Markets are never perfect.
Yet for the last eight-and-a-half years, they've been rather magnificent. The benchmark S&P 500 Index has jumped 19% over the past 12 months, 30% over the past three years and a whopping 93% since 2009.
The Nasdaq recently called this perpetual march to new highs the never-ending bull market. Fund managers have been milking it while the short-seller Jim Chanos admitted to CNBC last month that spotting overvalued stocks has been easy; it's making money on them that's become difficult.
If and when the bull market might end is anyone's guess. What's not in dispute is that stocks are trading near their highest valuations since early 2009. The peak came in March when the S&P 500 was trading at 22.03 times trailing 12-month earnings.
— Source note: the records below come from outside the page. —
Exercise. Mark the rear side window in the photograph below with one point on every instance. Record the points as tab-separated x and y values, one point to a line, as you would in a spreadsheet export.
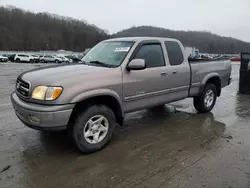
152	54
175	54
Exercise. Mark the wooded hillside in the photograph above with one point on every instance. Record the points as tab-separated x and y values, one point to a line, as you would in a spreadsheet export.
204	41
22	30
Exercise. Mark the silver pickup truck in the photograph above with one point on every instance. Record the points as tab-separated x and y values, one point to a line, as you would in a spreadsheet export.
115	77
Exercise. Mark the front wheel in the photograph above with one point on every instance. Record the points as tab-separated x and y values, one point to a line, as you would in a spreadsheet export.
206	101
93	128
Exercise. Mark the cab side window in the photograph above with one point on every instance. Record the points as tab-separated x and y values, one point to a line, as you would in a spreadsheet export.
175	54
152	54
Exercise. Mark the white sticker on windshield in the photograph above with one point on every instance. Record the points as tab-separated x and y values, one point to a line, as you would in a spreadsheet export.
122	49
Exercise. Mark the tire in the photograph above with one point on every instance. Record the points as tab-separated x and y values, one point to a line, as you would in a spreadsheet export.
81	128
203	103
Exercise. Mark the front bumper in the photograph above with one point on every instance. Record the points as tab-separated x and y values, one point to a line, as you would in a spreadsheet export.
42	117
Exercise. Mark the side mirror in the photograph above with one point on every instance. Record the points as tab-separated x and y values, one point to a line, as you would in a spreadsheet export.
136	64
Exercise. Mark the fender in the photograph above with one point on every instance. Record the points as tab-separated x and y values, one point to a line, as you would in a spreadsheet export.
98	92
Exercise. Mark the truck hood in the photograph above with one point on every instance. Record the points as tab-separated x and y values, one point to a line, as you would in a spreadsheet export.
59	73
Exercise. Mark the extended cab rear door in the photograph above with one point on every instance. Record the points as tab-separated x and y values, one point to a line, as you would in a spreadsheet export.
150	86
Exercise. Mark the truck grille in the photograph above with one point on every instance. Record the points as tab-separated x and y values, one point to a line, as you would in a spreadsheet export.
22	88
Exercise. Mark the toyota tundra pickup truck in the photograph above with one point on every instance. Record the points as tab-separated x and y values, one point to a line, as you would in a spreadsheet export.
115	77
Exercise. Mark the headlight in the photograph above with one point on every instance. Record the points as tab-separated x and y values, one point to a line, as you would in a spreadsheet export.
46	93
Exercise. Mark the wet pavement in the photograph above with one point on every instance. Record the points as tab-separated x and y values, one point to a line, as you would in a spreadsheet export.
171	147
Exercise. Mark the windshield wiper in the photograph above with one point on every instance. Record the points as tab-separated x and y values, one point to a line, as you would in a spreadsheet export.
101	63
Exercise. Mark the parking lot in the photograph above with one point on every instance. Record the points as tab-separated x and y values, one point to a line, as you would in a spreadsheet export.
171	147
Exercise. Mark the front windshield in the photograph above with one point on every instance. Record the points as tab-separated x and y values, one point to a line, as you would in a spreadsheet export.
111	53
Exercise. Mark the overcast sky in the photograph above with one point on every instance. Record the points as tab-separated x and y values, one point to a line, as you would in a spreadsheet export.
224	17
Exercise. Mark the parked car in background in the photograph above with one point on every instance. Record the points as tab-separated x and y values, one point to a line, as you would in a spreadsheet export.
36	58
65	59
12	57
23	58
51	59
120	76
3	58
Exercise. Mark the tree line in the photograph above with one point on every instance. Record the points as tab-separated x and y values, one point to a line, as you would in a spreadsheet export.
23	30
205	41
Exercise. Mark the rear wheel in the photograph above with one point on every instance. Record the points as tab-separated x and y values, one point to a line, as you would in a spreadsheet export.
206	101
93	128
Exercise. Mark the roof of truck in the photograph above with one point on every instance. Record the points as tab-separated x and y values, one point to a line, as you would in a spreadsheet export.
141	39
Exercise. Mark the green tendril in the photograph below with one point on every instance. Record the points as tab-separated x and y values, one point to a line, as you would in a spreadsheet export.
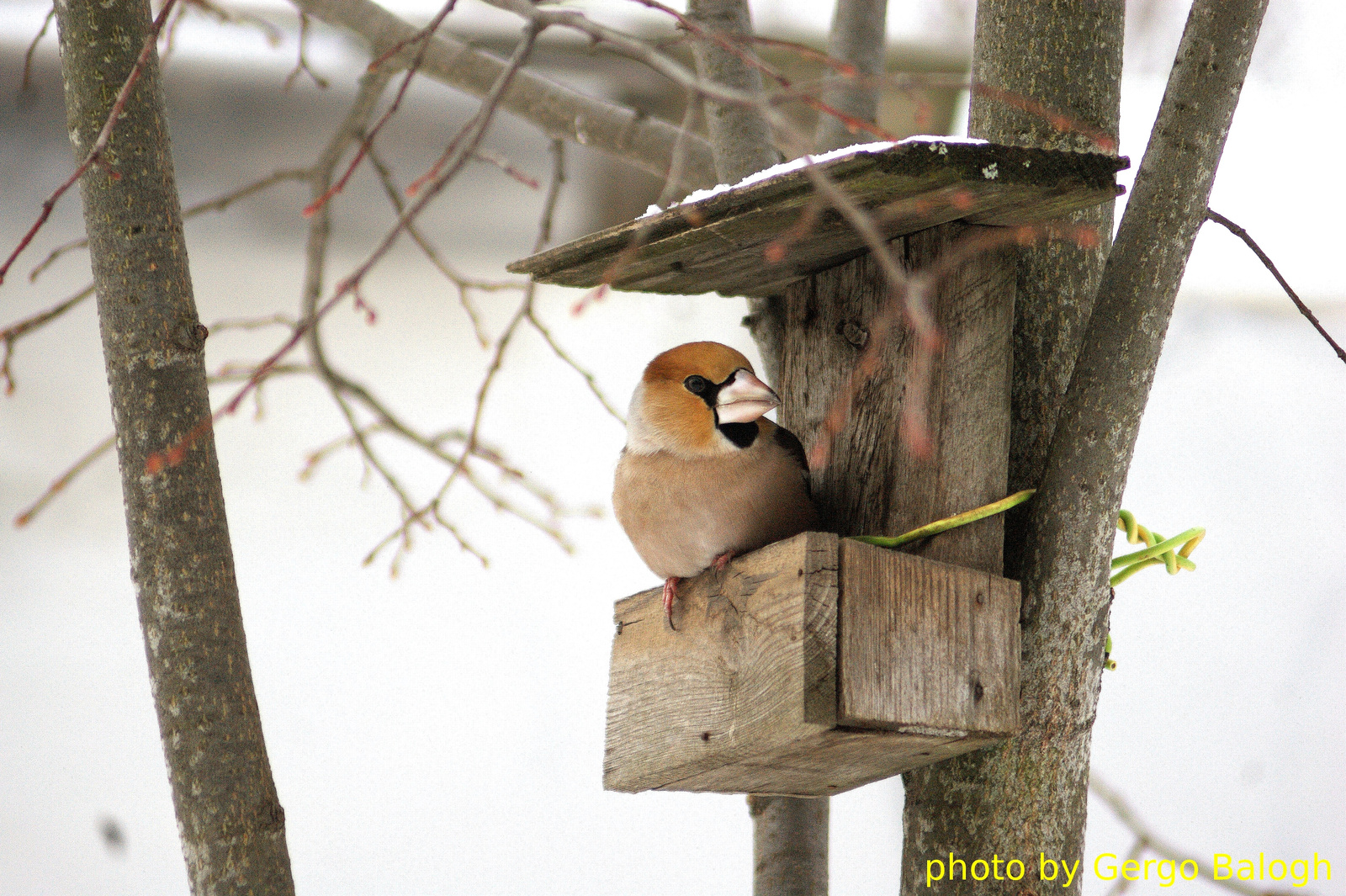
1157	550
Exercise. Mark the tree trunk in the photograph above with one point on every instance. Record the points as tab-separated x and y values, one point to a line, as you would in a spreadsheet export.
789	846
856	36
740	139
229	819
789	833
1027	798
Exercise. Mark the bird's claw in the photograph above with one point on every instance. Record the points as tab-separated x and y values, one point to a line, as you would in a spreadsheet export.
670	594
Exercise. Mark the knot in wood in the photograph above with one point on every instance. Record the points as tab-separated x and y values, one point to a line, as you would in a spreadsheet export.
190	337
854	332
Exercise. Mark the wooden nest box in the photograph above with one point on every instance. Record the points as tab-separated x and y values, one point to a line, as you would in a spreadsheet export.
820	664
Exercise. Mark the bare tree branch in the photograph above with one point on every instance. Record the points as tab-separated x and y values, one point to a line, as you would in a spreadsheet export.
856	38
13	332
100	143
560	112
1243	235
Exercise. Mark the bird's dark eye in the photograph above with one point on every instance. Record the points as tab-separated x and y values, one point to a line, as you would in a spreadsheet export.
695	384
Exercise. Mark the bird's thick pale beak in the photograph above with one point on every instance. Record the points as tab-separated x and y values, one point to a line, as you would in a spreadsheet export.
745	399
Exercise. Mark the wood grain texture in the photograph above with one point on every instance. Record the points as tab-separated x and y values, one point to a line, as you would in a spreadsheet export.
718	244
925	646
750	671
874	486
745	696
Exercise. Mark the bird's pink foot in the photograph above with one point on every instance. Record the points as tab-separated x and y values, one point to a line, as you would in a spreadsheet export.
670	594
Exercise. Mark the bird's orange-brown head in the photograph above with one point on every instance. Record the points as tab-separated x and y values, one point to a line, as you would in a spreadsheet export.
695	401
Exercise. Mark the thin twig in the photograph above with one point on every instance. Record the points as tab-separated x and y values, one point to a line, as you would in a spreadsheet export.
590	379
462	284
432	507
219	204
302	62
1243	235
64	480
13	332
104	136
421	36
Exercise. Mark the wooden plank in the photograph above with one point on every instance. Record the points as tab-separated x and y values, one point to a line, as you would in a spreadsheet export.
926	644
750	671
828	763
717	244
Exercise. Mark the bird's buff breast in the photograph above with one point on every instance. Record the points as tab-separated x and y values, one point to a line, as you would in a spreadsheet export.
681	514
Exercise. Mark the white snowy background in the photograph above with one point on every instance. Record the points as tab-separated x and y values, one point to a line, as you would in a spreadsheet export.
443	731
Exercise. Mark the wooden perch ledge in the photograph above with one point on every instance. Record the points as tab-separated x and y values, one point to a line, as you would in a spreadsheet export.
718	244
809	667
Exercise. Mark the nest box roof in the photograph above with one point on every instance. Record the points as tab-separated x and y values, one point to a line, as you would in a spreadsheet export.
720	242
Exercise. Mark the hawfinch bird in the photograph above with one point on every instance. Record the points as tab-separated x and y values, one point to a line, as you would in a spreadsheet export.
704	475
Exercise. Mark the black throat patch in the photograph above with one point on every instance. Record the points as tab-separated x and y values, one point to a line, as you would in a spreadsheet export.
742	435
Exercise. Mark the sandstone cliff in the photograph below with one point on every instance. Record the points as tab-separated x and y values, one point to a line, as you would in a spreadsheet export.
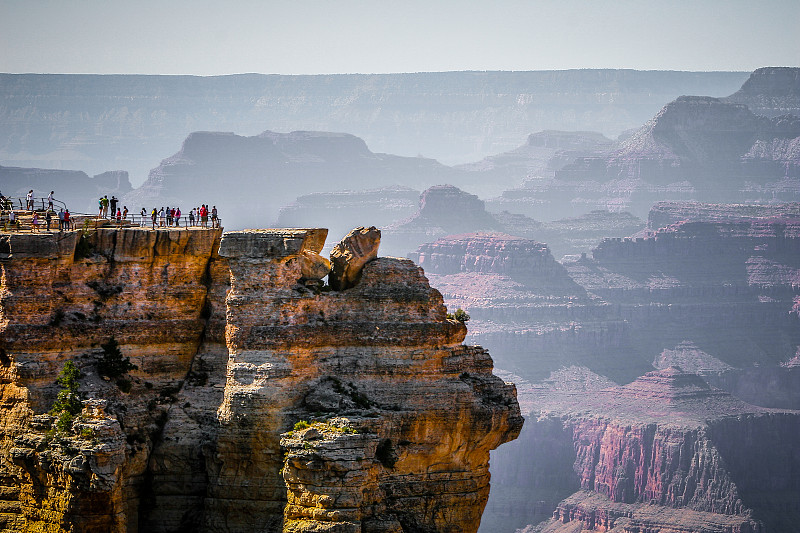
232	350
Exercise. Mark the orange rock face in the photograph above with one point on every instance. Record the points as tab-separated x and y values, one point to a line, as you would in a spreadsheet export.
232	349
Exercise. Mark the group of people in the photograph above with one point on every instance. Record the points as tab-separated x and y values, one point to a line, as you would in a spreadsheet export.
104	203
64	220
37	220
171	216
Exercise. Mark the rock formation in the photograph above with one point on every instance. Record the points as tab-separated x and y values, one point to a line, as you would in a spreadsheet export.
770	91
348	258
341	211
696	148
443	210
669	453
232	349
543	154
274	169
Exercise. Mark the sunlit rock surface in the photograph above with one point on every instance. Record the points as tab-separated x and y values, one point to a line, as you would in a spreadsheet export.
236	339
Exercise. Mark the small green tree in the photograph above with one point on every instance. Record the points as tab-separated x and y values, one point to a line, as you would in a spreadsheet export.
68	402
112	363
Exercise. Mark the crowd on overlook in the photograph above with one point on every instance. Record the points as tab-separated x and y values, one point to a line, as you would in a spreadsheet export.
39	219
29	216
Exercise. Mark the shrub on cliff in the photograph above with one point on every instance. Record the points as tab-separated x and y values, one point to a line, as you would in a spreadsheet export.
68	402
112	364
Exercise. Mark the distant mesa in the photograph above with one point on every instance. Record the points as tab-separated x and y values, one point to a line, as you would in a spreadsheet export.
443	210
770	91
265	172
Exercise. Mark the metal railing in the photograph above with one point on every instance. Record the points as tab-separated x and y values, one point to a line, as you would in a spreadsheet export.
25	219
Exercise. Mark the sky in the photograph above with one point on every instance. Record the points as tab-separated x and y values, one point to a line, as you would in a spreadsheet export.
203	37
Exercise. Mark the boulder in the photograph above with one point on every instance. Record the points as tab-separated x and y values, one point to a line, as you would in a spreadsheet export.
349	256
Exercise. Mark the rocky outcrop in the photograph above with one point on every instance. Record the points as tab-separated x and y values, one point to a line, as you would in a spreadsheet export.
341	211
232	349
348	258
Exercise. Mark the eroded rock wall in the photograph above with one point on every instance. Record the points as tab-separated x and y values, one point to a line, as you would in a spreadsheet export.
231	351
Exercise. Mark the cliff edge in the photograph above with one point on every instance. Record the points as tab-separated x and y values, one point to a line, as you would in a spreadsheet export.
256	399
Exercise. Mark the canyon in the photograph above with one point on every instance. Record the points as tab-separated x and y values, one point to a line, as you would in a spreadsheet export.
701	308
261	399
98	123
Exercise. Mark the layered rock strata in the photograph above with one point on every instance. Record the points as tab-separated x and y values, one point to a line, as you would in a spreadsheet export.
232	350
669	453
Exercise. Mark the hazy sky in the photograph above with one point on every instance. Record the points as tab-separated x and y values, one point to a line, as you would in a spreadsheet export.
347	36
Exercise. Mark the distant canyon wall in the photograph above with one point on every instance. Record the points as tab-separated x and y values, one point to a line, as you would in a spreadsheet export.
130	122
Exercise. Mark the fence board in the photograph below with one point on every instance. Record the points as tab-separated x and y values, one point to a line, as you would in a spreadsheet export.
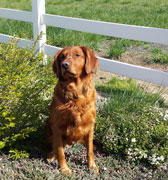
23	42
147	34
16	14
131	71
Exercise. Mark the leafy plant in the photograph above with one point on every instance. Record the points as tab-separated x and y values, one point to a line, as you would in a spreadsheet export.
24	94
133	123
158	56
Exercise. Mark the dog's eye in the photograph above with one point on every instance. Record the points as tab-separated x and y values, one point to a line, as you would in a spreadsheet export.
77	55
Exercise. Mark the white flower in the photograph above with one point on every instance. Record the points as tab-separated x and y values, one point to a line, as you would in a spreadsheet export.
133	140
105	168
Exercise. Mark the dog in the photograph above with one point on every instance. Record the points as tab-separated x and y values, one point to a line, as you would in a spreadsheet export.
73	108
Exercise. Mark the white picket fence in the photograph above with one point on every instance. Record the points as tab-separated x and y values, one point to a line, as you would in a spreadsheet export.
40	20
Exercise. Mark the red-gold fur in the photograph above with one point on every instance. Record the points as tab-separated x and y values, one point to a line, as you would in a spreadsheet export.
73	109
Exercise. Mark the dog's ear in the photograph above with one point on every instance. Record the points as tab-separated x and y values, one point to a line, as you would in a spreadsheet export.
56	64
91	62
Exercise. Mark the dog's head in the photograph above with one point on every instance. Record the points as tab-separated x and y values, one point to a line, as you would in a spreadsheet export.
74	61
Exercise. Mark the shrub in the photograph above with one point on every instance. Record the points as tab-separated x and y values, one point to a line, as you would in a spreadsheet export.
24	94
133	123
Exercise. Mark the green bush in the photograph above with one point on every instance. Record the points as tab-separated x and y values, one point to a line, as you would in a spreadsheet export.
25	86
132	123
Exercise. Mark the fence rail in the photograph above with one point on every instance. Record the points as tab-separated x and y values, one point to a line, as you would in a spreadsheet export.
40	20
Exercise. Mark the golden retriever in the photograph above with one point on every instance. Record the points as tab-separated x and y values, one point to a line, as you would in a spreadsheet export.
73	108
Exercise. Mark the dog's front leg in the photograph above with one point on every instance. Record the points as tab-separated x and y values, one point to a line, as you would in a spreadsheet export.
59	151
90	154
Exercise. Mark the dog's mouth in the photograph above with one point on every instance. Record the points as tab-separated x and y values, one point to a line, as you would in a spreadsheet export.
67	72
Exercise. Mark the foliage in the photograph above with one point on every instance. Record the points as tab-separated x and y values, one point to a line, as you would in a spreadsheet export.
110	168
133	123
158	56
24	94
142	13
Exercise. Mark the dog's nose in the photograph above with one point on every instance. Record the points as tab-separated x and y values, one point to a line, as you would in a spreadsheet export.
65	65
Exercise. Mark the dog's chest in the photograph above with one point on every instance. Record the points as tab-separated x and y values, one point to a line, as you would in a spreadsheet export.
77	123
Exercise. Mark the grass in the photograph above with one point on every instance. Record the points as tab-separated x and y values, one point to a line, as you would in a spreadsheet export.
158	56
111	166
152	13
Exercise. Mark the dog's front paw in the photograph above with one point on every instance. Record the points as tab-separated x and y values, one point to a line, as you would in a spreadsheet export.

Immediately afterward, valuations slipped a bit but then came roaring back to 21.9 times earnings as of Friday Oct. 20.
The S&P 500 has gained 8.1% since April 1.
"Valuations are very high," said Richard Sylla, a professor emeritus of economics at New York University Stern School of Business, who said he keeps a close watch on the more complex Shiller CAPE PE Ratio. "That's the kind of flashing light warning signal that says we're in territories where valuations are extremely high."
The Shiller PE Ratio, Sylla pointed out, is trading at its third highest level in history, a valuation topped only by the period just before the Crash of 1929, and immediately prior to the bursting of the dot-com bubble in 1999-2000, which sparked a 75% decline of the tech-heavy Nasdaq over the ensuing two years.
On the 30th anniversary of the ignominious Crash of 1987, it bears remembering how and why corrections form and whether the current conditions might trigger a market decline of more than 10% from a 52-week high, the actual definition of a correction. While it's true that corrections have occurred in recent years -- the fall of 2015, for instance -- equity markets quickly recovered within a few months, more than offsetting such declines.
Today's long bull market is the product of many factors. Low interest rates, of course, are high among them. If cash can be obtained for next to nothing, and the market keeps surging, common sense says investors and corporations will keep borrowing and keep buying equities. The mainstreaming of exchange-traded-fund (ETFs) is another factor, according to Sylla. Investment firms are increasingly selling ETFs that require them to buy certain stocks to replicate a basket of equities.
"Indexing is really passive investing," he said. "People who start index funds or ETFs just have to buy what's out there whether it's high-priced or not, and that's been pushing the market up fairly steadily."
But can this last? Federal Reserve Chairman Janet Yellen has signaled she's likely in the coming months to continue to gradually raise rates, moves that could make it harder for companies to pay dividends and buy back shares. According to Bloomberg Intelligence, roughly 30% of the gains in the S&P 500 from the third quarter of 2009 to the end of 2016 were sustained by share buybacks.
Corporations, therefore, have been using profits to increase equity values, rather than to boost wages or invest in their own operations. But that's a subject for another time.
So what might trigger a correction?
Michael J. Wilson, Morgan Stanley's chief equity strategist, pointed this week to a confluence of potential factors while observing that cyclical stocks have performed better of late, an affirmation of a growing economy. If recent previous quarters are any guide, Wilson says stocks are likely to rally over the next few weeks in anticipation of third-quarter earnings, and then decline as those numbers become public.
A slip in equity prices could accelerate, he adds, as the Fed reduces its balance sheet for the first time since it began buying mortgage-backed securities in late 2008. Markets may also react badly if Republicans are unable to pass a tax reform package, while uncertainty over a new Fed chair could also spook investors.
Another factor to consider is the domino effect. Back in 1997, international markets were thrown into turmoil by the collapse of the Thai baht after the government ran out of enough foreign currency to support its peg to the U.S. dollar. The "Asian flu" promptly sent the Dow Jones Industrial Average plummeting by 7.2%. Emerging markets have been strong performers in 2017, but they too have been labeled as overvalued.
Regulation is another issue. Some seven years after Ronald Reagan was elected president and then again roughly the same amount of time after George W. Bush was elected president, the New York Stock Exchange suffered a massive blow, dropping by more than 20%. Deregulation often means regulators give banks and financial institutions leeway under the assumption that markets perform best without oversight.
President Donald Trump has made clear his disdain for Sarbanes-Oxley as well as Dodd-Frank, two landmark regulatory frameworks meant to safeguard financial institutions, and by extension, the savings and stock-based pensions of millions of Americans.
For the moment, corporate earnings have been solid, though Sylla underscores that historically speaking, earnings are at a high level relative to GDP, and that spread typically that reverts to a mean. In other words, the party won't go on forever.
As any investor over the age of 20 knows, major market corrections have become more frequent in recent decades. And no fund manager or economist wants to be accused of having worn rose-colored glasses as disaster struck, again. Isn't that right, Mr. Greenspan?